I have been installing Speaker Systems for 30 years plus. And what you are posting here is upmost confusing for the Newbs here.
Let's just agree to disagree.
I will still point my Tweeters towards the Seating area.
Dolby recommends it.
THX requires it.
DTS needs it.
Marantz, Denon, Pioneer, Yamaha, Arcam demanding it.

I'm done here.
:vs_laugh:


----------



## ktkelly (Apr 7, 2007)

Deja-vue said:


> I have been installing Speaker Systems for 30 years plus. And what you are posting here is upmost confusing for the Newbs here.
> Let's just agree to disagree.
> I will still point my Tweeters towards the Seating area.
> Dolby recommends it.
> ...



Glad you're done because you are wrong.


Lets go all the way back to Dolby Surround recommendations.


The REAR speakers should be at each side of the main listening (seating) area, at approximately 6' with an 8' ceiling, aimed DIRECTLY at each other, thereby creating a null at the seating area.

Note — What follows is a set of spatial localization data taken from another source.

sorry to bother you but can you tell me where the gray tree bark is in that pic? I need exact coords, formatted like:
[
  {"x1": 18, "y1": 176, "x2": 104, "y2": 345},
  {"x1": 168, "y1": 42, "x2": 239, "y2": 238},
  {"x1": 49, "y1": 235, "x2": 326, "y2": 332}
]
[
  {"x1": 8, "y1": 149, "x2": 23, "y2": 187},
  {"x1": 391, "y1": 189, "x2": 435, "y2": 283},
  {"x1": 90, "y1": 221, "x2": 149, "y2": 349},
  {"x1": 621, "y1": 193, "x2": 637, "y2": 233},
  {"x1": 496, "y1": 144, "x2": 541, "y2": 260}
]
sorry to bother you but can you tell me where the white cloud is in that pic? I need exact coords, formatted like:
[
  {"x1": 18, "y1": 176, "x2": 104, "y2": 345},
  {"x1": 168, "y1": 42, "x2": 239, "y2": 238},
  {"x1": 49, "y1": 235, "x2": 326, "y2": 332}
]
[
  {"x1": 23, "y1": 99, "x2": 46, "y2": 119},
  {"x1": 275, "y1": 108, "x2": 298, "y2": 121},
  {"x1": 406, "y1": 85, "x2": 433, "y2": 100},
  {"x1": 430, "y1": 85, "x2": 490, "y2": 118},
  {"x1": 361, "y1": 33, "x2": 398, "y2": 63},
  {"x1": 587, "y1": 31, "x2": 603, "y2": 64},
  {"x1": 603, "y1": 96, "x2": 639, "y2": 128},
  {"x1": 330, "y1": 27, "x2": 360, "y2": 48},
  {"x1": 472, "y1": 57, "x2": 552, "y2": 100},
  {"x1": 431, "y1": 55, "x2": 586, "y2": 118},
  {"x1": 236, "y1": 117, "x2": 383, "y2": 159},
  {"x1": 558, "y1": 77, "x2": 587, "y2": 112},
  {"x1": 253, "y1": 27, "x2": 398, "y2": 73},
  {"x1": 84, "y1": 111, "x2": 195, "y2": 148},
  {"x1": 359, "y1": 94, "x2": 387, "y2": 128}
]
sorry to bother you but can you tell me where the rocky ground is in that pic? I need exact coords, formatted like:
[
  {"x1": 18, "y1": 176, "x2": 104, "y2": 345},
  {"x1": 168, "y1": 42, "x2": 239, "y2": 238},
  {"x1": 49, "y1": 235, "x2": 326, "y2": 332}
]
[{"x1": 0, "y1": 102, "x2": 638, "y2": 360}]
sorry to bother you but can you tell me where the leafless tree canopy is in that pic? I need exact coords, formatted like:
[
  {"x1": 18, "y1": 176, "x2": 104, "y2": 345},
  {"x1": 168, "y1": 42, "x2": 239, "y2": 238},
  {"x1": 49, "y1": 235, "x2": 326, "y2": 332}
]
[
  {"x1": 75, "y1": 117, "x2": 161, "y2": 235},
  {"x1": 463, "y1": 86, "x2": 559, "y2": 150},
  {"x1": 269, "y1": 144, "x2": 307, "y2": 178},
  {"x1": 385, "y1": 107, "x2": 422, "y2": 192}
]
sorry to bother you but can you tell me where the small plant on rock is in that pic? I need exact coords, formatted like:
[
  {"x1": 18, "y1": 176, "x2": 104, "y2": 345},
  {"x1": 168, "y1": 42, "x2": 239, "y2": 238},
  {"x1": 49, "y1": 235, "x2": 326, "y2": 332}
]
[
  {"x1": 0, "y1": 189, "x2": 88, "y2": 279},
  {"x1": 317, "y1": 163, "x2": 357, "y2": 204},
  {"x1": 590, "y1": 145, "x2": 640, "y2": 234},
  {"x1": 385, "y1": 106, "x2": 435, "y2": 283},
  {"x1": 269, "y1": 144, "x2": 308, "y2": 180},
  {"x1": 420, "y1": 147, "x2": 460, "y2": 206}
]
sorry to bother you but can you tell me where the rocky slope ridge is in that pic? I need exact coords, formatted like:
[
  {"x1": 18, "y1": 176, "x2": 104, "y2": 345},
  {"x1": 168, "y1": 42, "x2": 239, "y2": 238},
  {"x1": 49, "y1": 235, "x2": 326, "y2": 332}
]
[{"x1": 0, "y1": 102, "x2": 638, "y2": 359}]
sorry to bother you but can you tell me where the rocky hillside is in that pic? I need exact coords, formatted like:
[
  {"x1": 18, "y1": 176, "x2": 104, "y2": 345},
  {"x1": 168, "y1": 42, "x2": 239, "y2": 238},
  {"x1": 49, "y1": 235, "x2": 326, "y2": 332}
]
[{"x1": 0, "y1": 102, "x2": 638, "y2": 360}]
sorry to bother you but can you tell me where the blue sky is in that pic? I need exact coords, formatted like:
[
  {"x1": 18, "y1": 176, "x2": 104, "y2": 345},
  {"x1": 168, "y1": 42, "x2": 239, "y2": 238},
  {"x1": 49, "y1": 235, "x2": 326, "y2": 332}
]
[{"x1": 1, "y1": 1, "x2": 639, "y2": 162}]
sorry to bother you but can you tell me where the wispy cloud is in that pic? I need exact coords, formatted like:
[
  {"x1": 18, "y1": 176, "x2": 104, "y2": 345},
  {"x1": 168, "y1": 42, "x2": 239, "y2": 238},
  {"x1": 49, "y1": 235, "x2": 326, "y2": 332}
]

A bubble as it were, in an effort to not have a speaker be localized.


That basic rule has never been changed.


The ONLY speakers aimed at the seating area are the front left, center, and front left.


I would think that in 30 years you would have learned this.


----------



## Dave Sal (Dec 20, 2012)

When in doubt, go directly to the source. 



https://www.dolby.com/us/en/guide/surround-sound-speaker-setup/index.html


----------



## huesmann (Aug 18, 2011)

I guess there's "ideal," and then there's what you can practically do in the room.


----------